Anyway, Darren found himself in San Francisco, plugging his pop music on a radio show. A gaggle of girls turned violent.
"They broke down the plate-glass window and pulled me out on the sidewalk," Darren told the Newhouse News Service in 1983. "They… started to rip my clothes off, screaming all the time. I remember lying there out on the street on my back and looking up at all those faces in the sky."
He was hardly traumatized.
"And know what?" Darren confessed. "I loved it. Loved it!"
What many of them did not know — and what you might not know — is that "Darren" is not the man's real name. He was born James Ercolani, an Italian-American kid in Philadelphia. He started performing at the age of 12, belting tunes at bar mitzvahs and weddings around Philly. Once he got a little older, he began commuting to New York City on a motorcycle to take acting lessons.
"Ercolani admired a failed car from the '40s and adopted its name," that 1983 newspaper profiled explained.
That car would be the "Darrin," the convertible sports car with the curved doors produced by Packard in the early 1940s. The cool ride was named for its designer, Howard A. "Dutch" Darrin.
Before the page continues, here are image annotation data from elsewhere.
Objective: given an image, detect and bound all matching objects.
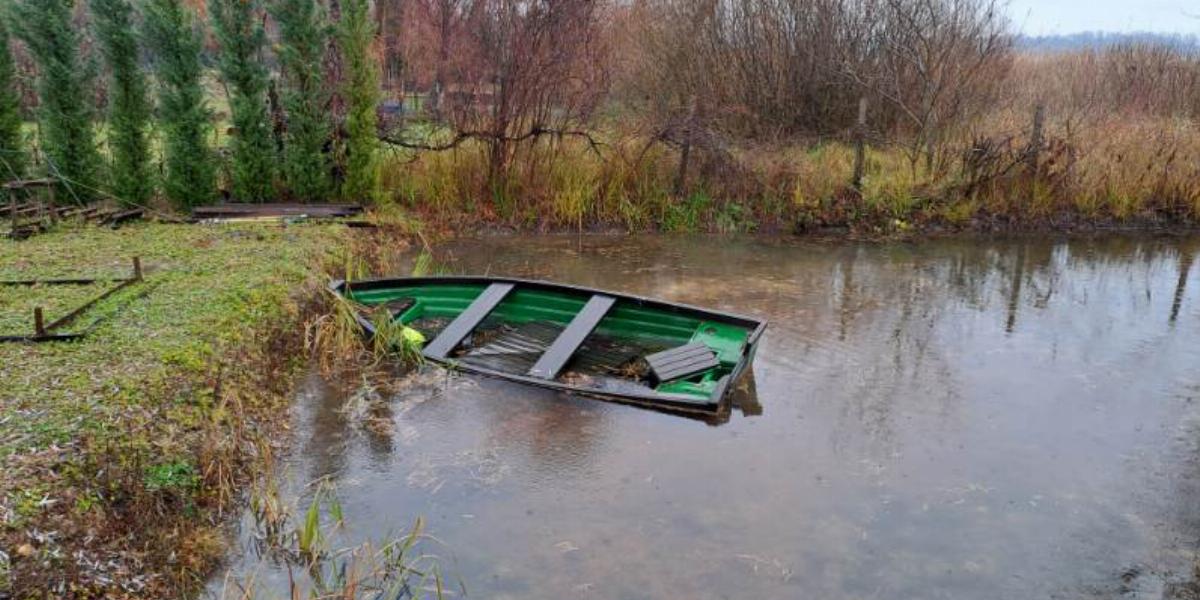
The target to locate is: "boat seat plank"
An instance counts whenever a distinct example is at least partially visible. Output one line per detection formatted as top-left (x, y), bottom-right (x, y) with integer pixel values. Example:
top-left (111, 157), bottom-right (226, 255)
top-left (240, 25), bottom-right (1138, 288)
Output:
top-left (424, 283), bottom-right (514, 360)
top-left (529, 294), bottom-right (617, 379)
top-left (646, 343), bottom-right (720, 383)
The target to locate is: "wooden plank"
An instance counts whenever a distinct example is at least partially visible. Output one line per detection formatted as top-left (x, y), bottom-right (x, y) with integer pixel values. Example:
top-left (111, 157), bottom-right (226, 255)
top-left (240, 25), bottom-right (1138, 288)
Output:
top-left (424, 283), bottom-right (514, 360)
top-left (529, 294), bottom-right (617, 379)
top-left (646, 343), bottom-right (720, 383)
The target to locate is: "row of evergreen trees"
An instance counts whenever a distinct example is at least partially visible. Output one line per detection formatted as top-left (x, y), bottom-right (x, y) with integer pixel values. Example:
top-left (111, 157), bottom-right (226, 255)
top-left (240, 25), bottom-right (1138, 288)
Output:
top-left (0, 0), bottom-right (380, 209)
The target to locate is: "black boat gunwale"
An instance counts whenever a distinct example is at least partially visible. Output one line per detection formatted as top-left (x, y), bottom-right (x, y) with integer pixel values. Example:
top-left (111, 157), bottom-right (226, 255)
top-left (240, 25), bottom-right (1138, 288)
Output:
top-left (329, 276), bottom-right (767, 415)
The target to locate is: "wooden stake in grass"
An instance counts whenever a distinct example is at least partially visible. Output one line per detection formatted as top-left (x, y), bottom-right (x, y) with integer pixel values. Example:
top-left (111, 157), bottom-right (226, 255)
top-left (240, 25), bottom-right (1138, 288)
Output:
top-left (851, 97), bottom-right (866, 191)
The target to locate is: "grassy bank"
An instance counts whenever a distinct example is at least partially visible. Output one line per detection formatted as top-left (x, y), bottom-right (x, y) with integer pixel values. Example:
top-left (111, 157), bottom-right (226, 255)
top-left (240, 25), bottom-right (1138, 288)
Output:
top-left (0, 224), bottom-right (346, 598)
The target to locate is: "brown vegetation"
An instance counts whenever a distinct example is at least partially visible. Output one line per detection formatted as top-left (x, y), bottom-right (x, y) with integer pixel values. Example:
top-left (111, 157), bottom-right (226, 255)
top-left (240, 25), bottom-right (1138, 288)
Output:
top-left (384, 0), bottom-right (1200, 230)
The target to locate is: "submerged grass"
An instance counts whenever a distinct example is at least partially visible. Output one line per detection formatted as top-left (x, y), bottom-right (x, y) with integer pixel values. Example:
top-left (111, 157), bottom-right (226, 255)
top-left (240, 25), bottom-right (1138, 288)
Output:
top-left (0, 224), bottom-right (344, 598)
top-left (218, 478), bottom-right (446, 600)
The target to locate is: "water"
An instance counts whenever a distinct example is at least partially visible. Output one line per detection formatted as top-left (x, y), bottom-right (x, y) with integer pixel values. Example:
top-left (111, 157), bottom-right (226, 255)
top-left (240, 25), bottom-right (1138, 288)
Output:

It might be unfair to call it a "failed" car, as production was stopped due to World War II.
Darren parleyed his teen idol status into television stardom. In 1966, he landed a lead role in The Time Tunnel, a history-hopping sci-fi adventure from Lost in Space creator Irwin Allen. Oddly, it would be his only major TV role for 16 years, until he joined the cast of T.J. Hooker. That is why newspapers were again profiling him in 1983.
So what happened in the gap?
"I got a lot of film offers after Time Tunnel, but they were all things I didn't want to do," he explained. "I hit the nightclubs and never looked back."
By "hit the nightclubs," he means crooning for the cocktail crowd, singing oldies. "Some of it's time warp stuff, sure," he admitted, in a funny, unconscious reference to his time a TV time traveler. "Why not? That's what people remember. That's why I'm there."